Hasta aquí no hemos sido completamente justos con Guti. Siendo Raúl el paradigma del madridismo, Guti no representa una simple negación. La dualidad no termina de funcionar si se entiende de modo excluyente. Quizás Guti, en su dejadez y holgazanería, está más cerca del modo de ser de la afición madridista. Si al alma le corresponde el señorío ascético y la renuncia (Raúl), al cuerpo, la ociosidad sencilla y el goce (Guti). Y ambos no son incompatibles. A todos nos ha fascinado el contraste de encontrarnos a Guti de fiesta por Madrid, cubata y pitillo en mano, y verle al día siguiente hacer magia desde el círculo central. Esa virtud liviana e inmediata, esa facilidad. No obstante, el contrapunto corporal aparece lamentablemente como eso, como contrapunto.
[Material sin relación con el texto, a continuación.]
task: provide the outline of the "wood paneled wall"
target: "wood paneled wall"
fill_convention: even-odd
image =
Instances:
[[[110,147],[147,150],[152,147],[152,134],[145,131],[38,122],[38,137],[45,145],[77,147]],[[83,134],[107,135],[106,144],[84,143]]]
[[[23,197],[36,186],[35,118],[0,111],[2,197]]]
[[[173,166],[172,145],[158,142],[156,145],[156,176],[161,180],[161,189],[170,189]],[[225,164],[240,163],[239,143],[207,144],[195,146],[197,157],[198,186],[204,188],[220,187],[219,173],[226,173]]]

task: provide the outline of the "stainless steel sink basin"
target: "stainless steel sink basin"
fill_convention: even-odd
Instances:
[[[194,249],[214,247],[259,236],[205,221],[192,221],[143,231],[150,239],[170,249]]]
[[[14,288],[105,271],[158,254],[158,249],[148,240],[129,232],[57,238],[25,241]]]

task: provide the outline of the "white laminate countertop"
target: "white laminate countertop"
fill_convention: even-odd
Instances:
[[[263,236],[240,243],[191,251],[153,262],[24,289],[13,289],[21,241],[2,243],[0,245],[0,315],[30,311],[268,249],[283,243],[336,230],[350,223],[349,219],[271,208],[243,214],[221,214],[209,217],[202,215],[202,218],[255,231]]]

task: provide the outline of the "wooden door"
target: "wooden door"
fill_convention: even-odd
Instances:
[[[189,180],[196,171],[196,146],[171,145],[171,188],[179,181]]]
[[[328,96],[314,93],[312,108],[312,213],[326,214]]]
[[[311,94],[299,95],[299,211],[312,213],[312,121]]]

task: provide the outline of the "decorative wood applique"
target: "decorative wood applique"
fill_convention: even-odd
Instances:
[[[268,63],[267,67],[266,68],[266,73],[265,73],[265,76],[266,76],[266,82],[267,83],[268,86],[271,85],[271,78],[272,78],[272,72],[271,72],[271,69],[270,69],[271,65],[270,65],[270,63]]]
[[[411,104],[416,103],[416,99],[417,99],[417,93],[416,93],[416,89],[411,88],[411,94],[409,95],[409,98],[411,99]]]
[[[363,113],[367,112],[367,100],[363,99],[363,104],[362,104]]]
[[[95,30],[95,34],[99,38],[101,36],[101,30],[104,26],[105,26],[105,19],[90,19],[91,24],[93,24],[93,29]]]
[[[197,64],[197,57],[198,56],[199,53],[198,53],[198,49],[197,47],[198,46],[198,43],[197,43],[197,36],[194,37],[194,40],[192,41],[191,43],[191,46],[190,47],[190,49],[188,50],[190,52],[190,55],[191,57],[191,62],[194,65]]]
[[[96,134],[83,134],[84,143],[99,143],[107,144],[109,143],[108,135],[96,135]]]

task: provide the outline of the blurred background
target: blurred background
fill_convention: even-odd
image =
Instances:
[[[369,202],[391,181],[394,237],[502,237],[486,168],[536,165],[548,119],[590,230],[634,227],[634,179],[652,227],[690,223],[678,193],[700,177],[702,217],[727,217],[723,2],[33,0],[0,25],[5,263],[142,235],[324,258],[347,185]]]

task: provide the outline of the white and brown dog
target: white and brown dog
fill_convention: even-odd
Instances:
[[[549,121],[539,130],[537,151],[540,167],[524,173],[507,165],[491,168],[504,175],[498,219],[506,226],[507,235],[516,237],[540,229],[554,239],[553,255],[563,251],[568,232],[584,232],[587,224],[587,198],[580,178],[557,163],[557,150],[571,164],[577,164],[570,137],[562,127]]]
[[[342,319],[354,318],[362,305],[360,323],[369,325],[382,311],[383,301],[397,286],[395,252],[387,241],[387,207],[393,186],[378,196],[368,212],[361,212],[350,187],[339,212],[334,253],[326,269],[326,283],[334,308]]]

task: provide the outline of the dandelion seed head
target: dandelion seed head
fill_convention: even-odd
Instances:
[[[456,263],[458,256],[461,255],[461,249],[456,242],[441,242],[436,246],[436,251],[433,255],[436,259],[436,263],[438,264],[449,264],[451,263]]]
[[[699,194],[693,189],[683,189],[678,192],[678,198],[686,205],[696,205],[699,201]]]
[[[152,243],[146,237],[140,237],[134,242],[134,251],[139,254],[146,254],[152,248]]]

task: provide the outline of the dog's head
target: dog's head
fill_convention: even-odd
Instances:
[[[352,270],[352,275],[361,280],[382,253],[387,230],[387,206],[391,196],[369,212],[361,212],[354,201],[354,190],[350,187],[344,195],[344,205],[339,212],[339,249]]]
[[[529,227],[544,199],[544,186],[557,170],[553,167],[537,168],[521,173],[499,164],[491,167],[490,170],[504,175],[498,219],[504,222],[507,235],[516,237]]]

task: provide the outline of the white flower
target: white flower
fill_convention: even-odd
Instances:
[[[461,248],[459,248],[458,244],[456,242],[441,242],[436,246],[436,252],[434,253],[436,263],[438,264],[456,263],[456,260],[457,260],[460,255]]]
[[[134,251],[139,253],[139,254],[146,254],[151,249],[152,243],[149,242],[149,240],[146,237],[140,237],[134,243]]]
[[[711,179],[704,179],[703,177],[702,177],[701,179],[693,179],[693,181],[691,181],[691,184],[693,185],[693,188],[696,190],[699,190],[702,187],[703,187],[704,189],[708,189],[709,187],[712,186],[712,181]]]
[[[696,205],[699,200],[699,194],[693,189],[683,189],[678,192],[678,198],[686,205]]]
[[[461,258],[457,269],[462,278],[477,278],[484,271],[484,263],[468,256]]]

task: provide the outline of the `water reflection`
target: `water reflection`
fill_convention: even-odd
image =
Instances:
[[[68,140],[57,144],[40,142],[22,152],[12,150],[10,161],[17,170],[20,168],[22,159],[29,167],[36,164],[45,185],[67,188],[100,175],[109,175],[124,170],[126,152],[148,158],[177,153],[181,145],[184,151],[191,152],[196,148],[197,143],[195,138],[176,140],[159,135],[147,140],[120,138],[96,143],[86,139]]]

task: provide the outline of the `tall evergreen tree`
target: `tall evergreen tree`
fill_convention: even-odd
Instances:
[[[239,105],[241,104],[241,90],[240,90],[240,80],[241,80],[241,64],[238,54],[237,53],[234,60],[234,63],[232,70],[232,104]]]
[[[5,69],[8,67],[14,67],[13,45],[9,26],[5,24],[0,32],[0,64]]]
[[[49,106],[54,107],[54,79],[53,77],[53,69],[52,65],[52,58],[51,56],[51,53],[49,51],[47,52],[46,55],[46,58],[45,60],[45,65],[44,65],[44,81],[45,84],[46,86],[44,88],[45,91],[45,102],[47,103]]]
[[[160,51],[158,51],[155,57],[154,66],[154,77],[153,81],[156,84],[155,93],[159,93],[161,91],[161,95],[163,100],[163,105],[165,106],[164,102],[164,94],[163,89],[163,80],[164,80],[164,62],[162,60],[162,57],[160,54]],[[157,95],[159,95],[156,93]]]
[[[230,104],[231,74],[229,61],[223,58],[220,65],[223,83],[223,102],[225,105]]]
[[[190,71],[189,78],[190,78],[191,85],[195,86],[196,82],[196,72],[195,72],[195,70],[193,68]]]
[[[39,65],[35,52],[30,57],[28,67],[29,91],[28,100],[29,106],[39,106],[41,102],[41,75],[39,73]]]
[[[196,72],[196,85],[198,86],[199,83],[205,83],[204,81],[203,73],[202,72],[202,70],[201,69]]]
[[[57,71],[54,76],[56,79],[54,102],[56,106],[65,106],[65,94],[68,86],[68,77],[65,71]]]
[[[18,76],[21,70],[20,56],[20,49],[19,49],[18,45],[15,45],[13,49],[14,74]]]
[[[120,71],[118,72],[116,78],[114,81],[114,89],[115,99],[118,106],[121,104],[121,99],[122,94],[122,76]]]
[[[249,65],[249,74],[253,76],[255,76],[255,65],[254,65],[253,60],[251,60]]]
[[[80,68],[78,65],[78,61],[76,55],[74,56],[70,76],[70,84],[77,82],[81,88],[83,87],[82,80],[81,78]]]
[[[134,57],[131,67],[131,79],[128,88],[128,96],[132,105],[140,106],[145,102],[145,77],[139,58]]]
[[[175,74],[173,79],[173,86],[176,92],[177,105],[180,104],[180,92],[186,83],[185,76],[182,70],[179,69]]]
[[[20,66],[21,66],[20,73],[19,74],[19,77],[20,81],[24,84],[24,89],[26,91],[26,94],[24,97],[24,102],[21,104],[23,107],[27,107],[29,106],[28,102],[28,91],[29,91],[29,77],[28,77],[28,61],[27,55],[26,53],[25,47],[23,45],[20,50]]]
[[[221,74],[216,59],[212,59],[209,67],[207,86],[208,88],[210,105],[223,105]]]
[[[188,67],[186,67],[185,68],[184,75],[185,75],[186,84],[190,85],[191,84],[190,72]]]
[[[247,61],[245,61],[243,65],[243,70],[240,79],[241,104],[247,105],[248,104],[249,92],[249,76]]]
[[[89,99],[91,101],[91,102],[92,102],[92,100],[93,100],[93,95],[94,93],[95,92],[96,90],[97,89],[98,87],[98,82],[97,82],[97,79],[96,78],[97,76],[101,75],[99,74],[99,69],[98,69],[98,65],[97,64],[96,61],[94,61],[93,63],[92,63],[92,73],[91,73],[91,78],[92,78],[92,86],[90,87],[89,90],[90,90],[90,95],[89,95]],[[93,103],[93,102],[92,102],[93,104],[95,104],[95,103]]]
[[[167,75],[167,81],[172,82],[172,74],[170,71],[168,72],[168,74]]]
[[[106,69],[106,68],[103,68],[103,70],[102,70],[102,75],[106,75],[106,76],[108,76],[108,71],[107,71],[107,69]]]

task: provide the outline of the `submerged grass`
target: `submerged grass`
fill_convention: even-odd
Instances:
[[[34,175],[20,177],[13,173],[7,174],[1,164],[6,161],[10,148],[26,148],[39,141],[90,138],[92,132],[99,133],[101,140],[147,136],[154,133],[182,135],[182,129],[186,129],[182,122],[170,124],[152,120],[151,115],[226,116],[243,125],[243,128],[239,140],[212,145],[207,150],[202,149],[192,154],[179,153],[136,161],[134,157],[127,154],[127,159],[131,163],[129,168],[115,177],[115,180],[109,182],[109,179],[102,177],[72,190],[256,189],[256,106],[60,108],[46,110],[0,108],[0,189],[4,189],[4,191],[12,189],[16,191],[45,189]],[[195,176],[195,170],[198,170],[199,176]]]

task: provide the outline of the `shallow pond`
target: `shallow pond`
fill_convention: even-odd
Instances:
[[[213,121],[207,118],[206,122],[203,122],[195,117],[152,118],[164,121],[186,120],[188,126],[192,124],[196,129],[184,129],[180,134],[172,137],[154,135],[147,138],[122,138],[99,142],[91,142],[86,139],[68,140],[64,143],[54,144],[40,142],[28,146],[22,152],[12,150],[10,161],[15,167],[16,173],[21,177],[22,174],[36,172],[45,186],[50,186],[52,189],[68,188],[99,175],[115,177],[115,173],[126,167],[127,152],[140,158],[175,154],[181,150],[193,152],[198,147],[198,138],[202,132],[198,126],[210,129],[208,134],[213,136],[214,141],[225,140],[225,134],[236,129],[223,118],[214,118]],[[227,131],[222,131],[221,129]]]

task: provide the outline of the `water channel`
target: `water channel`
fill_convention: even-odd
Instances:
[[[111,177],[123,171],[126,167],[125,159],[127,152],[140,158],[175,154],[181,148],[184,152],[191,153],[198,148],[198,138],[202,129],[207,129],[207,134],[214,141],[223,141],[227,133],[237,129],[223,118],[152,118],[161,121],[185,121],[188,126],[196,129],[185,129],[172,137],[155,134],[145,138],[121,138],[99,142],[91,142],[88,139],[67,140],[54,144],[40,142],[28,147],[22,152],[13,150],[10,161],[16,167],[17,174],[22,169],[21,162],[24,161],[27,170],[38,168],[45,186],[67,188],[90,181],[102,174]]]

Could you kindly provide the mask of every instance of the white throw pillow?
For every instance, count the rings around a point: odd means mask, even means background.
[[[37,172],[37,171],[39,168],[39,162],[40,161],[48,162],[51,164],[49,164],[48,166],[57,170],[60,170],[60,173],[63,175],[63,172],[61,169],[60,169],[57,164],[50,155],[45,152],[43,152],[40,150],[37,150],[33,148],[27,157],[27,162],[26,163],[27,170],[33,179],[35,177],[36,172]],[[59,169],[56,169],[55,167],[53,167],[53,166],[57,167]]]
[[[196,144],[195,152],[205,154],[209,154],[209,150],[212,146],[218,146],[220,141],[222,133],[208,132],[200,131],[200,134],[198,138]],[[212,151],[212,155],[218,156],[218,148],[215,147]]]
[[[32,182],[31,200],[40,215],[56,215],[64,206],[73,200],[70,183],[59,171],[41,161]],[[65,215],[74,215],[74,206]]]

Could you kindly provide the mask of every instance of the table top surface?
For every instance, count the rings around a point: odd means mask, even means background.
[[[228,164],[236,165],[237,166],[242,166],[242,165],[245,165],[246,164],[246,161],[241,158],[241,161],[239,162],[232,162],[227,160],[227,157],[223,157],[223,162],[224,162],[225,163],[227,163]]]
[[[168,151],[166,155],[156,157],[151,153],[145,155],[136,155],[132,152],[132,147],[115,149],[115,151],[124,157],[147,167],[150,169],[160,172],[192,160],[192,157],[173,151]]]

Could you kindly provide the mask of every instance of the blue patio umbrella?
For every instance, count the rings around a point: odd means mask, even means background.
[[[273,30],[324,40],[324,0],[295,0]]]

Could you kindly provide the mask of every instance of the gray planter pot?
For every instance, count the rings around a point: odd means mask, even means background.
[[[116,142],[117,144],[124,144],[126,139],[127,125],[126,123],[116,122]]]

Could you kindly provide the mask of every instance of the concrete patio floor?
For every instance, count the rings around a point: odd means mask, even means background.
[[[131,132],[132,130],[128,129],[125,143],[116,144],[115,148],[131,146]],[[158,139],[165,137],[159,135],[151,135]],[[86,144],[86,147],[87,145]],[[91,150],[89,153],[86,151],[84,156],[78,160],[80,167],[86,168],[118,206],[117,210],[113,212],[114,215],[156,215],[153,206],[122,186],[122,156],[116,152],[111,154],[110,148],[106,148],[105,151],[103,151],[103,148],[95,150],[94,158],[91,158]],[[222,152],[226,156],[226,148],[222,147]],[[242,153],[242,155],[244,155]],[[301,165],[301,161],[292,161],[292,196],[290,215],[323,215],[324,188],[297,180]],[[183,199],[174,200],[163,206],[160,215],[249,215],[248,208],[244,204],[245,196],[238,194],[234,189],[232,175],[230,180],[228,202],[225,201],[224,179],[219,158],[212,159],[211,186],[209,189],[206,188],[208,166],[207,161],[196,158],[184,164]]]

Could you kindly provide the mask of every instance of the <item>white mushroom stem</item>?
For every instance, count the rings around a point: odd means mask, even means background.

Guti siempre fue incógnita, vivió bajo presión constante, cada minuto de juego podía ser el último. Guti es el desheredado, Raúl el apadrinado. Y todo lo dicho hasta ahora refiere a una tradición que viene organizando nuestro modo de vivir en el terruño y a la que podemos reconocer bajo el nombre de “estoicismo cristiano”. En virtud de esta dualidad y de sus tensiones se organizan nuestras nociones del éxito y el fracaso, del laborioso y del vago, del trepa, del insumiso, de la honra, el honor, la indignidad y la vergüenza…

En conclusión, no hay Madrid ni madridismo sin Raúl, pero tampoco sin Guti. Y la actitud del Bernabeu parece siempre el efecto de esta tensión irresoluble. Raúl y Guti han sido y serán el alfa y el omega. Apolo y Dionisos bajo el manto de Cibeles.